UPDATE 9/8: For the benefit of liberal blog readers, a relevant question:
"Is 'Liberal Idiot' Redundant?"ORIGINAL POST:
The September issue of Commentary has a symposium in which six writers discuss Norman Podhoretz's latest book,
Why Are Jews Liberals? A few excerpts:
Since nature abhors a spiritual vacuum, Podhoretz concludes that the religion of liberalism—that is, faith in the powers of government -- has replaced Judaism in the hearts of Jews. . . .
Why, asks Podhoretz, do Jews cling to this belief if it no longer serves our interest? . . .
If I may be allowed so vast a sweep of generalization, Republicans, conservatives, are the party that feels comfortably at home. We need not attach a value to this observation; you may approve of this sensibility or not. But for Jews, unease is our mother tongue. . . .
-- David Wolpe
Jewish liberalism endures, Podhoretz concludes, because turning conservative, in liberal eyes, is nothing short of heresy—or worse, apostasy.
-- Jonathan D. Sarna
Most American Jews, on the other hand, seem to have learned from an early age that to be Jewish is to be a liberal Democrat, no matter what. . . . [T]he loyalty of American Jews to the Left has been unaffected by the failure of the Left to reciprocate that loyalty.
-- Jeff Jacoby
In many cases, Podhoretz notes, left-wing politics took the place of a Judaism that felt to new American immigrants like a business suit on a beach: conspicuous, constraining, ridiculously out of place. . . . On this reading, emotional, facts-be-damned Jewish liberalism is a gravestone marking the death of religious faith.
-- David Gelernter
But my own tentative personal resolution, reached after reading Why Are Jews Liberals?, is this: I'm going to stop worrying about American Jews. They're not worth the headache. Either they’ll come to their senses or they won't, and there's not much I (or anyone else, I suspect) can do about it.
-- William Kristol
For most American Jews, the core of their Jewish identity isn't solidarity with Israel; it's rejection of Christianity. This observation may help to explain the otherwise puzzling political preferences of the Jewish community explored in Norman Podhoretz's book. Jewish voters don't embrace candidates based on their support for the state of Israel as much as they passionately oppose candidates based on their identification with Christianity -- especially the fervent evangelicalism of the dreaded "Christian Right."
-- Michael Medved
The order of the symposiasts has been re-arranged to allow Medved to have the last word for a reason:
He's nailed it.The demonization of the "Religious Right" was a project developed by Norman Lear and others during the Reagan era, after Jerry Falwell's Moral Majority played such a key role in the 1980 election, and this theme has defined the politics of the Democratic Party ever since.
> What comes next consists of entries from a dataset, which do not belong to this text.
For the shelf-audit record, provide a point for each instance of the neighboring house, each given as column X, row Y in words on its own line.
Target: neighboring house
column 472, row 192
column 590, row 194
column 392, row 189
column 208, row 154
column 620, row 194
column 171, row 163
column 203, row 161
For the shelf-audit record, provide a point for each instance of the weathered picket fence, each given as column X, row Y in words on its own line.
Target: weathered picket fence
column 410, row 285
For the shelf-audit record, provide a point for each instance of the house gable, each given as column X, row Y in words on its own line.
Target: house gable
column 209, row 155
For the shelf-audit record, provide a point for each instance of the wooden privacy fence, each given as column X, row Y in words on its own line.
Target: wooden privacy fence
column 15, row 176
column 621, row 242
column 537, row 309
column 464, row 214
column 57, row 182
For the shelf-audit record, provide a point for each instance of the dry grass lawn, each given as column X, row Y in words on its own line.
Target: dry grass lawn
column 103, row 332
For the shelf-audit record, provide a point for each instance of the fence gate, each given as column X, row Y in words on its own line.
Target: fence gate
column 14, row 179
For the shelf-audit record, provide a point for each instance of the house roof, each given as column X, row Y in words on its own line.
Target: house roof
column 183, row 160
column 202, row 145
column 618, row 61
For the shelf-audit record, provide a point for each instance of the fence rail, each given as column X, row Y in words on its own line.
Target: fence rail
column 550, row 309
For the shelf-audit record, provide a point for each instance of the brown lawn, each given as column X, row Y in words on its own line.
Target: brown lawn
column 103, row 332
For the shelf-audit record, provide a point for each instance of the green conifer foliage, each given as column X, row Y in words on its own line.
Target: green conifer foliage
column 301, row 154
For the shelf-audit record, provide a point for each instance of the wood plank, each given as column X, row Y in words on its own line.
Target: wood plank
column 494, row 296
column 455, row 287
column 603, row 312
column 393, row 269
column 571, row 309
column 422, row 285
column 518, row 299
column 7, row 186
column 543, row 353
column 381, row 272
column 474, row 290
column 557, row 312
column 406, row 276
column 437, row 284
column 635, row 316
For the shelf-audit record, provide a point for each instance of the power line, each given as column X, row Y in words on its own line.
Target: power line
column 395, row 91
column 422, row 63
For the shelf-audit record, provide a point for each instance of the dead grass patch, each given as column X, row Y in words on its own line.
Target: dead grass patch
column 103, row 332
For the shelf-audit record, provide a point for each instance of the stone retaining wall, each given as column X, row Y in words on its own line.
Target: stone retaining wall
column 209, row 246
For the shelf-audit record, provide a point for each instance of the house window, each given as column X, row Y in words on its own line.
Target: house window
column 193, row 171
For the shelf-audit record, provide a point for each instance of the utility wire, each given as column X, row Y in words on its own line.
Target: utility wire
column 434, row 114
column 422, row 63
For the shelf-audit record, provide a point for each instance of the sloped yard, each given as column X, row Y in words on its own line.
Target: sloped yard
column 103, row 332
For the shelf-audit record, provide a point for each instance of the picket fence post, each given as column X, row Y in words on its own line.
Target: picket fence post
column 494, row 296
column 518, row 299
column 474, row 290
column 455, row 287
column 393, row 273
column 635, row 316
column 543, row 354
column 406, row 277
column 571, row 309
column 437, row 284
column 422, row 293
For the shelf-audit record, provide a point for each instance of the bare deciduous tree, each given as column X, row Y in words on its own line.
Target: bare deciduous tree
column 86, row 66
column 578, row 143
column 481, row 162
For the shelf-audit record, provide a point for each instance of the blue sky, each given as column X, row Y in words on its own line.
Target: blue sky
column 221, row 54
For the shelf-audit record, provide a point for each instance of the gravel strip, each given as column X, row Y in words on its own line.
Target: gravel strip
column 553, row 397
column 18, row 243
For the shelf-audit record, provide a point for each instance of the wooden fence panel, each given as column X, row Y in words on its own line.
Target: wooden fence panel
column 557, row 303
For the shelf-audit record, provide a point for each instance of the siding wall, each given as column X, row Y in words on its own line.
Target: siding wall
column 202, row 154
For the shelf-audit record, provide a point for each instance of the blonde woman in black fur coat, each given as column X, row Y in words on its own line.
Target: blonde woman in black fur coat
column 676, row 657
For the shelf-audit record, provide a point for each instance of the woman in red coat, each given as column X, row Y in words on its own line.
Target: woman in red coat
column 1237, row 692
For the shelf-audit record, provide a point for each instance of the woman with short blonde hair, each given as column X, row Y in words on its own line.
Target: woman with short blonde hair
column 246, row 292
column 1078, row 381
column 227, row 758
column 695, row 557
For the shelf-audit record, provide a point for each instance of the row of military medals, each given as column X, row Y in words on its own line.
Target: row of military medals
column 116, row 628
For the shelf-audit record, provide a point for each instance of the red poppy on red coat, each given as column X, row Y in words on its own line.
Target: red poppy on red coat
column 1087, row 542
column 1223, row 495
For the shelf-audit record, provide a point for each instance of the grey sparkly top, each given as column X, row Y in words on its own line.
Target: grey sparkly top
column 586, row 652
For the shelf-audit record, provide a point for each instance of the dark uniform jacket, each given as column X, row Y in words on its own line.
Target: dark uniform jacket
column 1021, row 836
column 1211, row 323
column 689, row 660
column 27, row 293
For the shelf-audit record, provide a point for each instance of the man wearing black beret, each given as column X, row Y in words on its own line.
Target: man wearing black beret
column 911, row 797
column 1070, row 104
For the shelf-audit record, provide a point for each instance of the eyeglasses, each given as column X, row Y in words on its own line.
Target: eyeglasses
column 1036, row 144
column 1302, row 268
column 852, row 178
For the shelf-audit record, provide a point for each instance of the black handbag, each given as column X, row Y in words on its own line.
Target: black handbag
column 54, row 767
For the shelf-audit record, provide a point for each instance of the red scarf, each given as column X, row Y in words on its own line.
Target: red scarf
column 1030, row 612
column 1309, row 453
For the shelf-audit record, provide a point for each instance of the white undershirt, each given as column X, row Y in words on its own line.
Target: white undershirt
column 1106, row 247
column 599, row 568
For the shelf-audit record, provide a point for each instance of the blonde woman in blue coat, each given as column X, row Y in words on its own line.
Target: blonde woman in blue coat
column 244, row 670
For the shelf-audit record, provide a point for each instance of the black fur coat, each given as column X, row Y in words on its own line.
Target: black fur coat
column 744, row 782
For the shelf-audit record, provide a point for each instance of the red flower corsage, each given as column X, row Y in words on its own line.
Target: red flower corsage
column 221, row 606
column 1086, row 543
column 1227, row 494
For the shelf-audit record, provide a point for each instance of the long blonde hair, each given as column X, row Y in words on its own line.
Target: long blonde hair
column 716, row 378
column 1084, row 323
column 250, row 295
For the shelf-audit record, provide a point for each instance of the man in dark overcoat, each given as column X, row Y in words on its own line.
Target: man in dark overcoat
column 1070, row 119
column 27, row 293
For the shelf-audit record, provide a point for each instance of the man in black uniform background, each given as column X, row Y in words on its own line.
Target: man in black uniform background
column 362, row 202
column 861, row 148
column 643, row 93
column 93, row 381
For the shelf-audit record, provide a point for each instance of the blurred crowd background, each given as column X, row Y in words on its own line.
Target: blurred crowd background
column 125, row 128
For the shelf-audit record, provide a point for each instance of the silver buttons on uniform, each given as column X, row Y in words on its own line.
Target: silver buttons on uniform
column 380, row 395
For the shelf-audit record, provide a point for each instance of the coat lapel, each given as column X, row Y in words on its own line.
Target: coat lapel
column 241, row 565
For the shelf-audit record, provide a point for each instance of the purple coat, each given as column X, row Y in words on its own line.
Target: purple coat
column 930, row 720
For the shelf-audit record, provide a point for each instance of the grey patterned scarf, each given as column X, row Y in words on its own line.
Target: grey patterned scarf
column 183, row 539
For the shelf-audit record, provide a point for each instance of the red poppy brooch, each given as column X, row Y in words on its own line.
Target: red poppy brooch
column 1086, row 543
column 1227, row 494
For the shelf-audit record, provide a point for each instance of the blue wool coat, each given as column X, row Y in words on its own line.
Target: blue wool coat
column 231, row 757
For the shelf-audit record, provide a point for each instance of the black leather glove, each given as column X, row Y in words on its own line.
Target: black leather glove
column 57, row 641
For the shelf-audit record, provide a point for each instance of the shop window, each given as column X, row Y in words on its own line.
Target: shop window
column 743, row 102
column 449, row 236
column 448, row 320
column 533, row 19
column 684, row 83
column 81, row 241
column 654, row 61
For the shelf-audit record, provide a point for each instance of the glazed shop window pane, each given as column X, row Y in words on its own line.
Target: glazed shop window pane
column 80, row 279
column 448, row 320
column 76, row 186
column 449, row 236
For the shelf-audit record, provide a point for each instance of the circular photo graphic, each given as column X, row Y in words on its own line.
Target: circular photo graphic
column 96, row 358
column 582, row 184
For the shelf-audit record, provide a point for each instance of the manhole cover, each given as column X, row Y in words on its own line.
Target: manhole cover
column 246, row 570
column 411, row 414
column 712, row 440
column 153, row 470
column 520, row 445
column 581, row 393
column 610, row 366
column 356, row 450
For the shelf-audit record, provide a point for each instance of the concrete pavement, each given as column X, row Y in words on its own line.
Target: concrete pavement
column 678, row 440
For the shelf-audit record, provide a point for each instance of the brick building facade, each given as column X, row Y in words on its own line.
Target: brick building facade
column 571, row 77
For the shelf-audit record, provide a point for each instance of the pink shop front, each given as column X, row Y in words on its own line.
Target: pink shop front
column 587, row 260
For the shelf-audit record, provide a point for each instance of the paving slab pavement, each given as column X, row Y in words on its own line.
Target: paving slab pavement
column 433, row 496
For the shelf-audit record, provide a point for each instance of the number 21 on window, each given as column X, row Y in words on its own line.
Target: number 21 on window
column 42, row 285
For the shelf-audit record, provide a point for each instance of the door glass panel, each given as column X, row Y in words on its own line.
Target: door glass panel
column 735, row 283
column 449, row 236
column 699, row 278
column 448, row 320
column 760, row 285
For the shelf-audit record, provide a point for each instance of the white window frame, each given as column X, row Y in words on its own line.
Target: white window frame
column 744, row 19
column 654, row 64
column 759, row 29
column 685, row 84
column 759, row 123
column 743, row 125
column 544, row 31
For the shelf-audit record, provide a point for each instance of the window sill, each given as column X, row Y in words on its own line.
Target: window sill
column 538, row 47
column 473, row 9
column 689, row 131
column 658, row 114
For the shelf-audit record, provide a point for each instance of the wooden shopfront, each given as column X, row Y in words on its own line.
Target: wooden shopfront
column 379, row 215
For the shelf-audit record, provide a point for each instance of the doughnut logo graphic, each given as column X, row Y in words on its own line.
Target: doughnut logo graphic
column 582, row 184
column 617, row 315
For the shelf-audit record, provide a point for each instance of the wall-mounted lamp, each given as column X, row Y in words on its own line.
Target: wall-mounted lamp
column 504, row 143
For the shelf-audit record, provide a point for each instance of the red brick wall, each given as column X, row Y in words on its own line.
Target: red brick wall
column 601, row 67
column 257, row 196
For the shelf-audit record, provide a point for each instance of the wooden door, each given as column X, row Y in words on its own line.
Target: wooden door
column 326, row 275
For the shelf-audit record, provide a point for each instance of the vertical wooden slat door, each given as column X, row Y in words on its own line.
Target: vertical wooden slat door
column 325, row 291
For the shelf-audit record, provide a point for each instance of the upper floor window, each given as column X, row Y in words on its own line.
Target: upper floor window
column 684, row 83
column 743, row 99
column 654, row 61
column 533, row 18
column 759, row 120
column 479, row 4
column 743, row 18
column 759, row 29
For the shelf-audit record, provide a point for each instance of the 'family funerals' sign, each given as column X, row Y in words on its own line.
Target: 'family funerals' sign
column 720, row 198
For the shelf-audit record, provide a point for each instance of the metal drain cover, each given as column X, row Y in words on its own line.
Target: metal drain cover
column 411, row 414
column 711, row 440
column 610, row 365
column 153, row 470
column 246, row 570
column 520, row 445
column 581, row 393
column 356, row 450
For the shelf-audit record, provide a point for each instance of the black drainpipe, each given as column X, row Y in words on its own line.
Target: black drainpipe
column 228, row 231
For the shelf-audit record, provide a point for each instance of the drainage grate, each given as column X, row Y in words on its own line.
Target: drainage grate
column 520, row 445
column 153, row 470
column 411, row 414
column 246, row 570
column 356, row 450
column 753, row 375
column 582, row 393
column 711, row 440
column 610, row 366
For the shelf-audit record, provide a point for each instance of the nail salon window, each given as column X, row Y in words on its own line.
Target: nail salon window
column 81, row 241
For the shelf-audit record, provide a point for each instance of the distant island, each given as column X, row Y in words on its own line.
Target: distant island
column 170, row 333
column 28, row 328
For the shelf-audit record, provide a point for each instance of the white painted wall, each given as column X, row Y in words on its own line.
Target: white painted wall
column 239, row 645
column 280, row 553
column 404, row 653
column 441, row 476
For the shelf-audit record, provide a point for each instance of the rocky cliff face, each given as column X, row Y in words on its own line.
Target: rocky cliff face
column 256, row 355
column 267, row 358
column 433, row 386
As a political tactic, it is both amazingly effective and fundamentally false. The Republican Party is chiefly devoted to political policies having nothing specifically to do with evangelical Christianity. Yet there is an entire industry of liberal propagandists who specialize in seeking out various
outre pronouncements of "Religious Right" leaders and presenting these views as if they would become firm policy in the next Republican administration.
Sophisticates vs. the BenightedThus, for the past several years, we were treated to endless liberal jeremiads against "abstinence education," as if the sex-ed curriculum in public schools were the single most important issue in national politics. The propaganda purpose of this liberal campaign was to suggest to people who think of themselves as sexual sophisticates that the GOP is actively promoting ignorance.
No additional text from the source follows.